The saviour of the Force and rugby in Western Australia, Andrew Forrest has been vocal in his criticism of RA and his thoughts on how the code should be run in Australia. Floated as a key figure to help RA navigate the current COVID-19 crisis and its dire financial situation, Forrest has a strong supporter in Sampson.
"I think in times like this you need people who are passionate about the game to be involved and he oozes passion for rugby, as does his wife Nicola," Sampson told ESPN.
"They love the Western Force; they love to see Australian rugby doing well; they were right in the thick of it last year in Perth when the Wallabies beat the All Blacks in that impressive performance. He's a very busy man at the moment; I hope he can have an impact on Australian rugby in a positive way, but that could be in different ways.
"He's a very astute man and he'd be a good man to sit down with and pick his brain I'd imagine. I don't think you can ignore people like Andrew for many, many reasons."
In recent weeks the COVID-19 crisis has continued to wreak havoc on rugby across the globe. France's Top 14 competition is the latest tournament to have its season cancelled while the Gallagher Premiership and PRO14 have been suspended indefinitely. The European Champions Cup and Challenge Cup have also been suspended.
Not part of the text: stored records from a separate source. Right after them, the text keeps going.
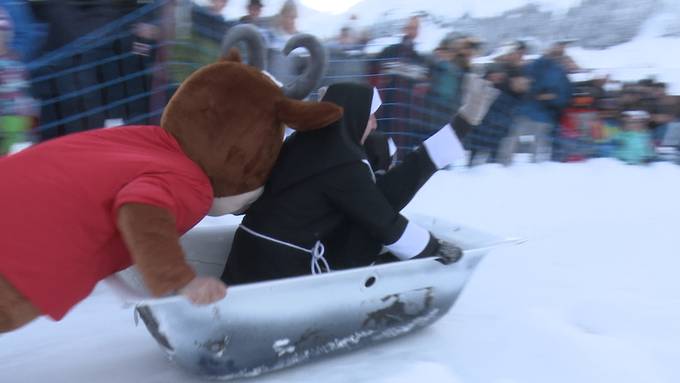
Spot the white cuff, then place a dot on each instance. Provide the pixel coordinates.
(411, 243)
(235, 204)
(444, 147)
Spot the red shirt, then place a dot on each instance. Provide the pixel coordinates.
(58, 204)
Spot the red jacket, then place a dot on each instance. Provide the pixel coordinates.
(58, 204)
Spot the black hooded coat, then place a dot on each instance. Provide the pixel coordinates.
(322, 189)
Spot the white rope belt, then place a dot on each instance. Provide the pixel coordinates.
(318, 263)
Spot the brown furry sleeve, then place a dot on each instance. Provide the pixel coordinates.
(151, 237)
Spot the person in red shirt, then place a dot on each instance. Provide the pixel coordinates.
(77, 209)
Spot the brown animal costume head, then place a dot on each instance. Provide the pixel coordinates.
(229, 117)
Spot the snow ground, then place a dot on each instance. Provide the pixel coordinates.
(591, 297)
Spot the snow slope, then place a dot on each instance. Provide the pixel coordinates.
(650, 54)
(593, 296)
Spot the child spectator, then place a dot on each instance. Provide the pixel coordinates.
(634, 142)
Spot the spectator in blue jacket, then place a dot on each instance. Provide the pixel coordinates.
(28, 34)
(540, 111)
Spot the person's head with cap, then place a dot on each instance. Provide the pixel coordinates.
(254, 8)
(558, 47)
(6, 30)
(360, 103)
(287, 17)
(412, 28)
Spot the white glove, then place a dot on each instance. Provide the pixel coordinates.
(204, 290)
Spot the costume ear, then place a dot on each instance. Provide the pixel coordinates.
(232, 56)
(303, 116)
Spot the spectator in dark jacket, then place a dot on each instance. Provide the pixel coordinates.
(487, 137)
(399, 69)
(542, 107)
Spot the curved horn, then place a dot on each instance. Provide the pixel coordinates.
(314, 70)
(252, 38)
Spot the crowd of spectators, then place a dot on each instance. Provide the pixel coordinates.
(548, 106)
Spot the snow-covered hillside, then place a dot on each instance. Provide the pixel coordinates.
(652, 27)
(592, 297)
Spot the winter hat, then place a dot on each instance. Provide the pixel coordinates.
(6, 24)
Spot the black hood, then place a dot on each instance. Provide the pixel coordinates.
(306, 154)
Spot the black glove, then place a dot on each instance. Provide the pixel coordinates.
(446, 252)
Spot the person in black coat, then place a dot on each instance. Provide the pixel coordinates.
(323, 209)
The suspension of rugby across Europe, so too Japan, has left many Australian-born players in limbo. Talk of short-term deals in Australia has circulated as a result, but Sampson told ESPN his focus was on his existing squad members who had remained in Perth despite the uncertainty of when they might be able to return home.
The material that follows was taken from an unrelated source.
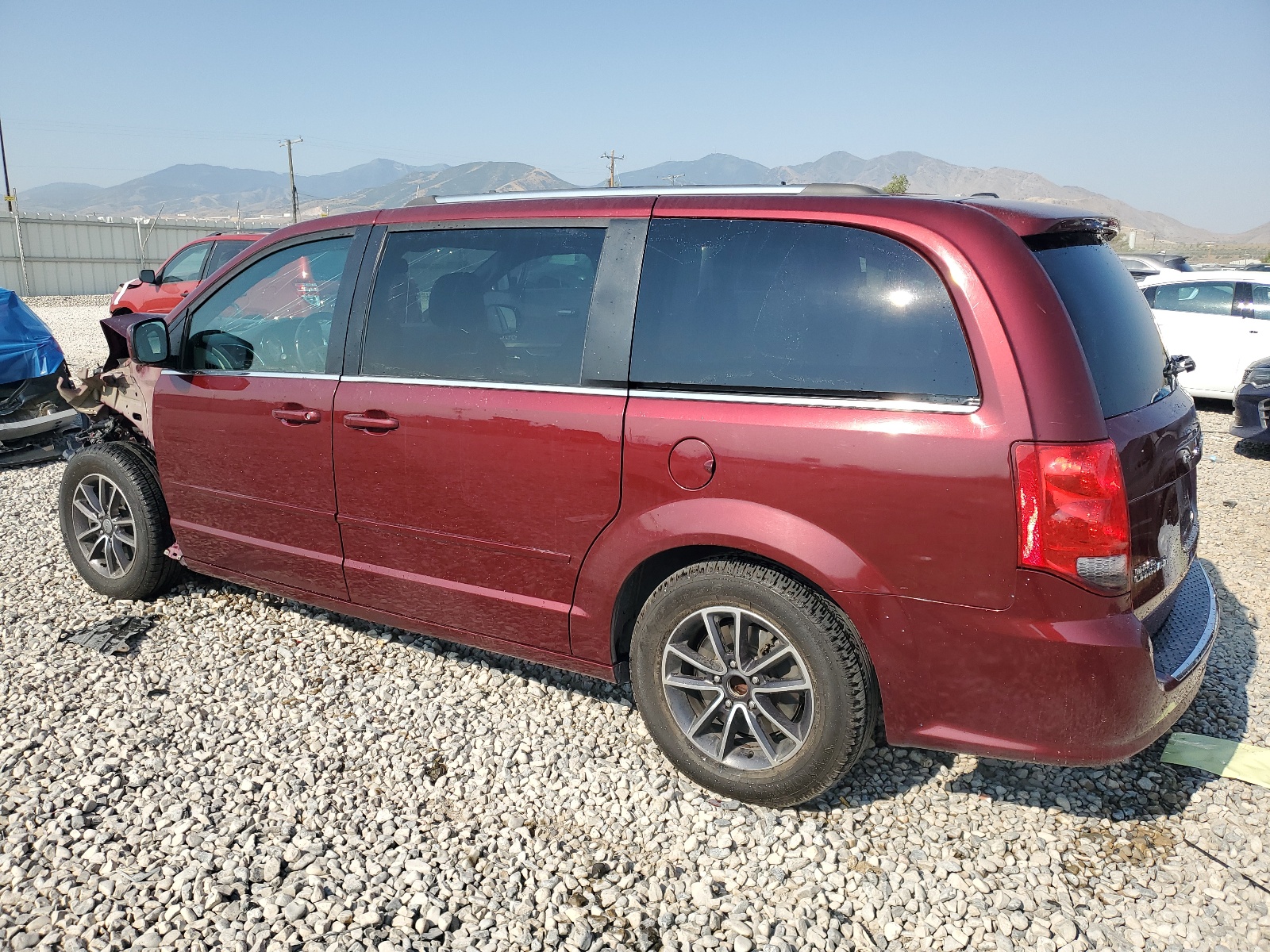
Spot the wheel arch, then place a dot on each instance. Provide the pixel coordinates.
(635, 555)
(652, 571)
"We're looking after our own squad primarily for now. We're making sure that they've got assurance they're going to be playing this year," Sampson said.
"A lot of our players are from elsewhere. There are a few from New Zealand, there are a couple of South Africans and a lot from the east coast.
"There was some interest for guys to go home for their families, but we had to be pretty careful. With not knowing how quickly we were going to come out of this [coronavirus pandemic]. What we took into consideration was that if the guys did fly back to the east coast they were going to have to be two weeks locked up before they could do anything. And also then returning home to Perth, whenever that was, they were going to have to have two weeks [in quarantine].
"It was tough, but I think the guys understood. And with what lays ahead, potentially with this competition, they're going to have opportunities; we may be over on the east coast and we'll support them throughout the year with being able to see their family, it's one of our pillars. Family is really important to us, so it's a credit to the players they've certainly understood why we made those decisions."